Ursula Enders (Enders & Kossatz, 2012) unterscheidet im pädagogischen Alltag zwischen Grenzverletzungen, Übergriffen und strafrechtlich relevanten Formen der Gewalt. Zu letzteren zählen sexuelle Nötigung, sexueller Missbrauch, Vergewaltigung, Herstellung, Handel und Besitz von Missbrauchsdarstellungen von Minderjährigen. Grenzverletzungen sind demnach Verhaltensweisen gegenüber Menschen, die deren persönliche Grenzen im Kontext eines Versorgungs‑, Ausbildungs- oder Betreuungsverhältnisses überschreiten. Sie verletzen die Grenzen zwischen den Generationen, Geschlechtern und/oder einzelnen Personen. Durchgeführt werden Grenzverletzungen sowohl von Erwachsenen als auch unter Gleichaltrigen. Grenzverletzendes Verhalten, das unabsichtlich verübt wird oder aus einer „Kultur der Grenzverletzungen“ heraus resultiert, ist im pädagogischen Alltag nicht ganz zu vermeiden, aber sehr wohl korrigierbar. Darunter versteht man eine unbeabsichtigte Berührung, die Missachtung der Schamgrenzen und sexueller Normen oder kränkende Bemerkungen. Auch ein respektloser Umgang, verbal und/oder mit groben Berührungen (z.B. vermehrt zu beobachten gegenüber auffälligen Burschen, um sie zur Ruhe zu bringen) zählt zu Verhaltensweisen, die häufig als Kultur der Grenzverletzungen zu sehen sind. Durch einen Hinweis darauf aufmerksam gemacht, kann die Person sich entschuldigen und bemühen, das Verhalten zukünftig zu vermeiden. Dazu braucht es in Institutionen eine hohe Sensibilisierung, entsprechende Gruppenregeln, Verantwortung für den Kinderschutz und eine hinreichende Fehlerkultur. Die Bewertung, ob etwas als grenzverletzend erlebt wird, hängt dazu vom subjektiven Erleben der Person ab.

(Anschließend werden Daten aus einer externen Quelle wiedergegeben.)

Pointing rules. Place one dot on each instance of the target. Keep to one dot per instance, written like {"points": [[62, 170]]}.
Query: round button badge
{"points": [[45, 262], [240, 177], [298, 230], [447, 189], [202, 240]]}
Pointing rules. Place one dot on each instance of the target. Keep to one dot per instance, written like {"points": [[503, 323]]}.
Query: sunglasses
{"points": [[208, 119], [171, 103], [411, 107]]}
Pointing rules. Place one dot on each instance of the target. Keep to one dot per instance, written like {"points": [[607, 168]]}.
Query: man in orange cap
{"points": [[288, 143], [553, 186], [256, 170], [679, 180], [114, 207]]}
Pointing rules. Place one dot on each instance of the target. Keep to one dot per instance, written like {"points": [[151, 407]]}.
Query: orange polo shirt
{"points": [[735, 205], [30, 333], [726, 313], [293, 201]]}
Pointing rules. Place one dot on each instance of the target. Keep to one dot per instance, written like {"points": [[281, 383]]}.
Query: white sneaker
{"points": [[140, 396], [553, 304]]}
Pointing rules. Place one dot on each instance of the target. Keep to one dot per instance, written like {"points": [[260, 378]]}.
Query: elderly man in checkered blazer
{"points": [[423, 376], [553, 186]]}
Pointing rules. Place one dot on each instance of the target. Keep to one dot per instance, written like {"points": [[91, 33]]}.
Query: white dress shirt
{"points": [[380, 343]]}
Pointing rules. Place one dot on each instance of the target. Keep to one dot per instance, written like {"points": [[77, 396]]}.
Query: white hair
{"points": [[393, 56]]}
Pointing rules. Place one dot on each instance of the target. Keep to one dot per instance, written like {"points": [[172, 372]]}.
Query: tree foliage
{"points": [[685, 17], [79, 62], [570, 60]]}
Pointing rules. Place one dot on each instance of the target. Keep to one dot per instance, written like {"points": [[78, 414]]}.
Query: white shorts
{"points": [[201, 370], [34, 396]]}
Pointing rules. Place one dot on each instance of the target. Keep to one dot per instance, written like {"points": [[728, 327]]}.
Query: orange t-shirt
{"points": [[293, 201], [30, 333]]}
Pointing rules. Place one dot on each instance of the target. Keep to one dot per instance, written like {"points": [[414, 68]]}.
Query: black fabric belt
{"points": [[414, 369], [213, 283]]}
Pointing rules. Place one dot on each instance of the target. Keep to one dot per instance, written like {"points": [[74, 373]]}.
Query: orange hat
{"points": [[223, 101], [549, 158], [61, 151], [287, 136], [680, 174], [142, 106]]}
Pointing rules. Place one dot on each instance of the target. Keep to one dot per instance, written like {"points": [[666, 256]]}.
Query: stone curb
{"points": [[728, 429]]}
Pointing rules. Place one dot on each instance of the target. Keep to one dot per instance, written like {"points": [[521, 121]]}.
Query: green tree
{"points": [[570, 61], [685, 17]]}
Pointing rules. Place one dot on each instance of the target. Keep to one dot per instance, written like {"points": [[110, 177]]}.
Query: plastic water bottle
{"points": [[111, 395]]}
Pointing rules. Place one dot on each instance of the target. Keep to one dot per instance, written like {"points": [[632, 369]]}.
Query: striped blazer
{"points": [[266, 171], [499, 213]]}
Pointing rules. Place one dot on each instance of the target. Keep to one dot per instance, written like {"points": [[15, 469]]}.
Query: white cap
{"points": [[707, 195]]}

(Sexuelle) Übergriffe unterscheiden sich von Grenzverletzungen dadurch, dass sie nicht zufällig passieren, sondern sich aus persönlichen und/oder fachlichen Defiziten ergeben. Sie sind Ausdruck einer respektlosen Haltung gegenüber Kindern und jungen Erwachsenen – und können als mögliche Hinweise auf eine Kindeswohlgefährdung gesehen werden (Enders & Kossatz, 2012).
Sexuelle Gewalt ist immer dann gegeben, wenn eine erwachsene oder jugendliche Person ein Kind dazu benutzt, eigene sexuelle Bedürfnisse zu befriedigen. Der Erwachsene besitzt gegenüber dem Kind immer eine Machtposition. Es besteht meist ein vertrautes oder abhängiges Verhältnis zwischen den beiden. Das Kind kann der Handlung nicht wissentlich zustimmen (Frei, 1997).
Durch den Einsatz von Medien – gemeinsames Schauen oder Zeigen von pornografischen Bildern, Kontaktaufnahme mit Kindern und Jugendlichen in Chatrooms – sind relativ neue Erscheinungsformen sexueller Gewalt entstanden.
Zahlen, Daten & Fakten sprechen lassen
Erhebungen über Prävalenzen machen deutlich, wie wichtig es ist, über sexuelle Gewalt zu sprechen und Maßnahmen zu setzen, um präventive Arbeit leisten zu können. Die geschlechtervergleichende Prävalenzstudie „Gewalt in der Familie und im nahen sozialen Umfeld“ ist eine großangelegte Erhebung zu Gewalt an Frauen und Männern in Österreich. Erhoben wurde erlebte psychische und physische Gewalt, sexuelle Belästigung und sexuelle Gewalt. Bei den ersten drei Gewaltformen wurde danach gefragt, ob die Gewalt erfahren und ob sie als bedrohlich erlebt wurde. Gewalt ist ein gesellschaftliches Phänomen, von dem nahezu alle Menschen betroffen sind. „Nimmt man die Gewalterfahrungen in der Kindheit aus Sicht der heutigen Erwachsenen dazu, zeigt sich, dass 7,7 % der Männer und 4,9 % der Frauen über keine einzige Gewalterfahrung verfügen, weder in der Kindheit noch im Leben als Erwachsene.“ (Kapella, Rille-Pfeiffer, Geserick, Schmidt, & Schröttle, 2011, S. 60)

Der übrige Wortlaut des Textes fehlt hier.